Quando Ariella percebeu já estava
beijando o marido desesperadamente, como se sua vida fosse acabar naquele
instante. Não queria pensar em qual sentimento ou instinto levava-a a fazer
aquilo. Ela desejava apenas fazer exatamente o que fazia. E iria, até o fim,
sem se deixar parar por medos ou preocupações.
Diego estava em êxtase. Por quase onze
longos anos desejou ter a chance de tocar Ariella novamente e agora conseguia.
Quando o amanhã chegasse, talvez ela não se sentisse tão liberta e ficasse
furiosa com sigo mesma. Talvez o acusasse de se aproveitar de suas fraquezas.
Mas e as fraquezas dele? Era impossível resistir quando tudo o que precisava
era justamente dela.
Nenhum dos dois teve paciência para
esperar ou acarinhar o outro por horas sem fim.
Uma década representava muito tempo, ainda mais para quem amava e estava
distante da fonte daquele sentimento. Um beijo roubado na madrugada era pouco
para tanta saudade e desejo. Ariella era outra mulher, Diego percebia em seu
cheiro e seus toques. Ele notava a desenvoltura e desinibição de seus toques.
Hoje ela não mais era a menina inexperiente do passado e essa certeza o
incomodou. Aquela desenvoltura certamente fora desenvolvida nos braços de outro,
ou outros.
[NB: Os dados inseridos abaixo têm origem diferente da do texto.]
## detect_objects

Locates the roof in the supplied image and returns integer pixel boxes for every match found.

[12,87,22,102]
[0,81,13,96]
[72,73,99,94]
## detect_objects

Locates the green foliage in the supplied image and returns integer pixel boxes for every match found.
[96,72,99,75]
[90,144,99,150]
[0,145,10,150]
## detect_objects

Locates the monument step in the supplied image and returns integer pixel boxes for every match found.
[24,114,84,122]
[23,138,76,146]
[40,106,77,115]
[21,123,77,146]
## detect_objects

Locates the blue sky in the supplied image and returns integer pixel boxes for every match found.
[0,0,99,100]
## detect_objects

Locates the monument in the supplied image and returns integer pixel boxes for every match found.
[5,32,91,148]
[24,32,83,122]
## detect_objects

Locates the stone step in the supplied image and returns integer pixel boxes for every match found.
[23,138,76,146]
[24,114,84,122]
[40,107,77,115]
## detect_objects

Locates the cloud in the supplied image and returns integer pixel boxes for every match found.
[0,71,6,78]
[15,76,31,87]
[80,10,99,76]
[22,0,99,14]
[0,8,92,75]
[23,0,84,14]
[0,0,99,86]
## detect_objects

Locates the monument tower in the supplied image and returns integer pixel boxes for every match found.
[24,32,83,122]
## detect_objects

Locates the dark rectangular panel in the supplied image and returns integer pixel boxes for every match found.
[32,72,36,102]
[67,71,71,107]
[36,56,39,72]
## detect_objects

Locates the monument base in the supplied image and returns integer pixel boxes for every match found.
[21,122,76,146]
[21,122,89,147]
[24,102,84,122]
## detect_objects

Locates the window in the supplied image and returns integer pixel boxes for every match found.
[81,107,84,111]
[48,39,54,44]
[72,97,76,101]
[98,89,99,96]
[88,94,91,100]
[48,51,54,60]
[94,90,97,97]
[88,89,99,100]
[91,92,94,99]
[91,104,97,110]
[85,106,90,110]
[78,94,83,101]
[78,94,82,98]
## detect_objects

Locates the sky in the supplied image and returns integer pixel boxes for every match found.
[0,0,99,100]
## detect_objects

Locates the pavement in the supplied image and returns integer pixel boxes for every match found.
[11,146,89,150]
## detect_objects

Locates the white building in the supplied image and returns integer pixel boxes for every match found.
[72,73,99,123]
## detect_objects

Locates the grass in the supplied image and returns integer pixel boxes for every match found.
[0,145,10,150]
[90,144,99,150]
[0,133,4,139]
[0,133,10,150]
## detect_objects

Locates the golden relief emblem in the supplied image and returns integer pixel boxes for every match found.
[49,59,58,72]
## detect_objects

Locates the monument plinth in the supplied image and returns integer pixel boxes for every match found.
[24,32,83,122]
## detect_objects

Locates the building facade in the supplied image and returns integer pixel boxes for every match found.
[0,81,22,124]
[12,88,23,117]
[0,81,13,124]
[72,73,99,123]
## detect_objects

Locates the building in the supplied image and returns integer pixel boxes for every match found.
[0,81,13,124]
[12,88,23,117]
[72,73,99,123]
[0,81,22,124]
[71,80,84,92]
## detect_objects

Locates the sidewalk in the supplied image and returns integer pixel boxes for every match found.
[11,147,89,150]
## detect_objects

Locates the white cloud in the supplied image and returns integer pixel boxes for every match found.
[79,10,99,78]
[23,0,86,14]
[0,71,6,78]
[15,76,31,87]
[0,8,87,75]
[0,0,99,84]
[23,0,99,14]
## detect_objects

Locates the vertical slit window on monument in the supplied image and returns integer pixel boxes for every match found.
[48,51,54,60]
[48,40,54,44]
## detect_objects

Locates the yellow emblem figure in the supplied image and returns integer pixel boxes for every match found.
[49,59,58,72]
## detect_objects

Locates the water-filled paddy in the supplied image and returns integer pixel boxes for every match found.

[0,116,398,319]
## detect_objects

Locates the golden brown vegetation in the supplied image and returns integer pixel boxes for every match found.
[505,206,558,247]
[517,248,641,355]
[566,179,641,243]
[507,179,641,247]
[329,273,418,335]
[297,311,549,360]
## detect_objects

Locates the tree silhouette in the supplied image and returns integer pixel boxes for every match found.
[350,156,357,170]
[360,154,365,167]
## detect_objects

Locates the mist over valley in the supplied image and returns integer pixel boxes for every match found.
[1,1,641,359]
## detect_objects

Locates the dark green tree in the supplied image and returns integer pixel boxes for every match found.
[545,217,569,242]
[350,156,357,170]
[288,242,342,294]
Ele decidiu não pensar nisso. Agora Ariella pertencia a ele
novamente.
- Diga se algum outro já te fez sentir
assim? – Diego cobrou quando ela respondeu com um gemido ao senti-lo colocar a
mão dentro de sua calcinha. – Diz.
- Não, ninguém nunca conseguiu. – Ela
respondeu, fazendo crescer o ego e o desejo do ex-marido.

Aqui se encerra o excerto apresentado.